A number of judges pressed Bopp on his assertion that Vermont had no compelling interest to limit expenditures, asking whether expenditures limits are ever constitutional. As the panel pointed out, the Court in Buckley held expenditure limits were subject to strict scrutiny, implying that such limits are permissible when the government interest is compelling. While not willing to say never, Bopp essentially argued such measures are per se unconstitutional as they strike at the very core of the First Amendment-political speech.

Ginsburg suggested that the low expenditure limits may have a very practical justification. Vermont is one of the cheapest media markets in the country and there is generally a lack of strong political competition in the state. Professor Schauer added that in the last thirty years incumbents have fared very well in the state, often running unopposed.
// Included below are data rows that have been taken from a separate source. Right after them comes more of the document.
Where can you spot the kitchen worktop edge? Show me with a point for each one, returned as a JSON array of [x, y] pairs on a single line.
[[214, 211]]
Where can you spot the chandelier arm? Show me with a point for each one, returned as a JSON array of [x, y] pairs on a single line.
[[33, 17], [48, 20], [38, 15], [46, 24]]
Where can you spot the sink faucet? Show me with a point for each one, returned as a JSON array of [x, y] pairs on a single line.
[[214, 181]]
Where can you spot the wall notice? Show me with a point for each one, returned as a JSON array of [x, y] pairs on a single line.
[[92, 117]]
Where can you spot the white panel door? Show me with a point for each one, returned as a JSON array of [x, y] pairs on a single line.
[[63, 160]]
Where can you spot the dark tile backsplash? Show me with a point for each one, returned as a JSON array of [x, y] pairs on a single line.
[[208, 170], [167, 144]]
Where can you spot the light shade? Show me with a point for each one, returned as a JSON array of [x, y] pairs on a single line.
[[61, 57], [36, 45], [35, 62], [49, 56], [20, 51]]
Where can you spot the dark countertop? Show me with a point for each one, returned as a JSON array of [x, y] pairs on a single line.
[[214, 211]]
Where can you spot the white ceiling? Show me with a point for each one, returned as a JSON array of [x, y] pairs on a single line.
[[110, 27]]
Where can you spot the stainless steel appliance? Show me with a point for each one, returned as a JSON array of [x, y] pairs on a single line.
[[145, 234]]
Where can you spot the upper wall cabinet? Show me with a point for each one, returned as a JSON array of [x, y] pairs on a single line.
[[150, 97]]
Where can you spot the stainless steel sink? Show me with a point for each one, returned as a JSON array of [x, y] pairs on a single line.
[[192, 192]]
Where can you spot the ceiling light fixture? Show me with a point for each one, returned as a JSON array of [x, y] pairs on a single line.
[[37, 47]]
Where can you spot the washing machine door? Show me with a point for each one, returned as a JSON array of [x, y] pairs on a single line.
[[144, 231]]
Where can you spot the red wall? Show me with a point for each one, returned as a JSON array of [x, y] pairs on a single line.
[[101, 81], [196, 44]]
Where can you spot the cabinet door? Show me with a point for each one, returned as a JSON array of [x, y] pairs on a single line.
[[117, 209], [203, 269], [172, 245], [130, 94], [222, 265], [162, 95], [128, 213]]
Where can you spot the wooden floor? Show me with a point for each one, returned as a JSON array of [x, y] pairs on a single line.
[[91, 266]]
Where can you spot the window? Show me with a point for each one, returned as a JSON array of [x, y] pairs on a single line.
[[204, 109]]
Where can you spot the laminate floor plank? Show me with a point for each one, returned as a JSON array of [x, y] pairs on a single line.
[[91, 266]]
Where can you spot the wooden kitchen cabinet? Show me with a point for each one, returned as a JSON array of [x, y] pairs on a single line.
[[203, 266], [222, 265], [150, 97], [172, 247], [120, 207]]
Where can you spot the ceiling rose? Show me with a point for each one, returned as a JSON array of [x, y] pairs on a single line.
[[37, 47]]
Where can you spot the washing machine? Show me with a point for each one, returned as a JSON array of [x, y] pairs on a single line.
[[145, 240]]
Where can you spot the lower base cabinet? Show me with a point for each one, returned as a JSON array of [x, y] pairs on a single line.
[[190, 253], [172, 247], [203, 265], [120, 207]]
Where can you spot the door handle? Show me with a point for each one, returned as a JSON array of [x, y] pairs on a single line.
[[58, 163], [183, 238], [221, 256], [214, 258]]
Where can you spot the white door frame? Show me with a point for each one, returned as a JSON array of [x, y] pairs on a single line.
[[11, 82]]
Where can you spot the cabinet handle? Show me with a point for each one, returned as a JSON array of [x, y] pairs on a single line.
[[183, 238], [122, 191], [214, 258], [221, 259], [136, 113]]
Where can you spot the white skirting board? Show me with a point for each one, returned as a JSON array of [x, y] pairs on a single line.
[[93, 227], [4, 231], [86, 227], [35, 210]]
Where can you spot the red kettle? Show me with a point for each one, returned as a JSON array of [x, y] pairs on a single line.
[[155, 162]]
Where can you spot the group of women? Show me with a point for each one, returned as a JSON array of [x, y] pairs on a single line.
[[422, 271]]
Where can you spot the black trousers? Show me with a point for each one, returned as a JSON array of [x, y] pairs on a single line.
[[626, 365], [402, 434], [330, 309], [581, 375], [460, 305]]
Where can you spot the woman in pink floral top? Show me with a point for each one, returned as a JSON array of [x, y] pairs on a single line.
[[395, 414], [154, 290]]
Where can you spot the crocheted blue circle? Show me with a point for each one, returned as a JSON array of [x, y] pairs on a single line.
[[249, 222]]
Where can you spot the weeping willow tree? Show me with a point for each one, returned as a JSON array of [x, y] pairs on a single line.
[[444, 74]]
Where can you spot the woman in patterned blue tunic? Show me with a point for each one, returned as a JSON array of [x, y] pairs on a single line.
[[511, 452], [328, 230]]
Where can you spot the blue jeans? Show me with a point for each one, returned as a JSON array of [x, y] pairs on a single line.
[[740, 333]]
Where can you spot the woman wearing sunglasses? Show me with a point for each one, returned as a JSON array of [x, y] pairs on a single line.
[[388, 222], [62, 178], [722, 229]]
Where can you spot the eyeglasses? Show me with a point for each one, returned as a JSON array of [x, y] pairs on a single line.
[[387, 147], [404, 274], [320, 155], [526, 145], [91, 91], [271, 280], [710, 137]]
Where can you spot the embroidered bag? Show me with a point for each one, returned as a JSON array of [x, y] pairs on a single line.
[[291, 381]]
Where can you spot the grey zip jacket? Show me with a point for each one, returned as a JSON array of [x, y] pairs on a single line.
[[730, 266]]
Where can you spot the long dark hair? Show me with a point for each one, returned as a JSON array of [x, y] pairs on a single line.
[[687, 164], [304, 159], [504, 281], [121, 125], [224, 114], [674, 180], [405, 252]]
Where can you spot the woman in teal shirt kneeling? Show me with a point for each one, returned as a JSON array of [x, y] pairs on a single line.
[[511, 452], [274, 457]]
Of course, many believe expenditure limits are necessary in order to achieve the purpose of contribution limits which are allowed under Buckley. As Bopp maintained, however, both expenditure and contribution limits must have independent justifications. Professor Smith suggested courts should view the problem in a more holistic manner.

Bopp also pointed out that Vermont’s expenditure limits apply even to a candidate who spends his or her own money, even though personal financing seems to preclude any fear of corruption or excessive time spent fundraising. However, Professor Pildes noted that none of the petitioners personally financed campaigns and thus did not have standing to raise the issue. Bopp replied that the court has the power to reach this issue under First Amendment overbreadth doctrine.
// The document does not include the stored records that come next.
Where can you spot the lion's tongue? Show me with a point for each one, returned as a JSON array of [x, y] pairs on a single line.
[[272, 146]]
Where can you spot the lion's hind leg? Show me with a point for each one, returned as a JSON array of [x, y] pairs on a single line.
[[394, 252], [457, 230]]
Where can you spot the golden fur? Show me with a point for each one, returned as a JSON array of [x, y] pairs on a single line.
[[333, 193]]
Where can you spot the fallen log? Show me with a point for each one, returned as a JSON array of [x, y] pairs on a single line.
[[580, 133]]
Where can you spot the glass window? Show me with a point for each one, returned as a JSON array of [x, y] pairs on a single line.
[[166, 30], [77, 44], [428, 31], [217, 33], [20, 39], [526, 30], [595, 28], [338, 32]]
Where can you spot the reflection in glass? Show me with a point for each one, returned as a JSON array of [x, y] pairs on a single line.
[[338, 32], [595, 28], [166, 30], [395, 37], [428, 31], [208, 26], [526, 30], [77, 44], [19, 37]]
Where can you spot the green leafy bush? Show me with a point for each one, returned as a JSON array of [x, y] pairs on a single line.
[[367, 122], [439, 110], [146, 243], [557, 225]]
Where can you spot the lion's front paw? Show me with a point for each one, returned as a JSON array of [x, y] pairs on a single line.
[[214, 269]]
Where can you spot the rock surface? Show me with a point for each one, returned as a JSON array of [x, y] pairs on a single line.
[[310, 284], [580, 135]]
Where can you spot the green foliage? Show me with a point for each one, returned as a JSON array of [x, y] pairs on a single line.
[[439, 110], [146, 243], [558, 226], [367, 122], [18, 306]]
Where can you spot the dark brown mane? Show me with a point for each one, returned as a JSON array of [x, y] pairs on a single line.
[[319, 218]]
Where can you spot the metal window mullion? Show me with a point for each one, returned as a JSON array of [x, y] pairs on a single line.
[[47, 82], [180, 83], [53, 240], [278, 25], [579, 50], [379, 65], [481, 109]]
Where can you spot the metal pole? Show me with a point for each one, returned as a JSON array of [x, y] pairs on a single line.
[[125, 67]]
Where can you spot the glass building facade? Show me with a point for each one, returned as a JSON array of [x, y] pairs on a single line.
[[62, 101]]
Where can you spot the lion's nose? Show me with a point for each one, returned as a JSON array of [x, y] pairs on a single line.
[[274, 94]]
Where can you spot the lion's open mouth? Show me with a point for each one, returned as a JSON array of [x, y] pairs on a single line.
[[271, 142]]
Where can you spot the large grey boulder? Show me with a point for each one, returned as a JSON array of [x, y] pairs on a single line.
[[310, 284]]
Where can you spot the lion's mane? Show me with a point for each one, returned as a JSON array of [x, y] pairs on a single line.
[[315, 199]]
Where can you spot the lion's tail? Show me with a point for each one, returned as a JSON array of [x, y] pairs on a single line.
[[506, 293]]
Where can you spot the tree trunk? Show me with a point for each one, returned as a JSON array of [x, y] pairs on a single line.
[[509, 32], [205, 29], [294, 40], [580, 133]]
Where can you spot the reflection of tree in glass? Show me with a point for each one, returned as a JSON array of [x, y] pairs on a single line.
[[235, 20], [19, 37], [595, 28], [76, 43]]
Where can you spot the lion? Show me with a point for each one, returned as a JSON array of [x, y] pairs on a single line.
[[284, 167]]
In an exchange which highlighted the political nature of campaign finance regulations, Bopp suggested that Vermont’s law was passed by Democrats worried about GOP challengers. Many critics of campaign finance laws contend that they favor incumbents. When asked whether Democrats were challenging the law, Bopp jokingly replied that the Democratic Party is against the First Amendment. In a return to seriousness, he pointed out that even in incumbent-friendly Vermont, politicians get uneasy about potential challengers and often take measures to strengthen their own positions in power. Bopp argued that courts should be especially skeptical about incumbent politicians writing laws which affect their own reelection. He also pointed out an irony in the case-Vermont is asking the court to defer to the wisdom of the legislature, while also maintaining its legislators are so corrupt that its campaign finance law is justified.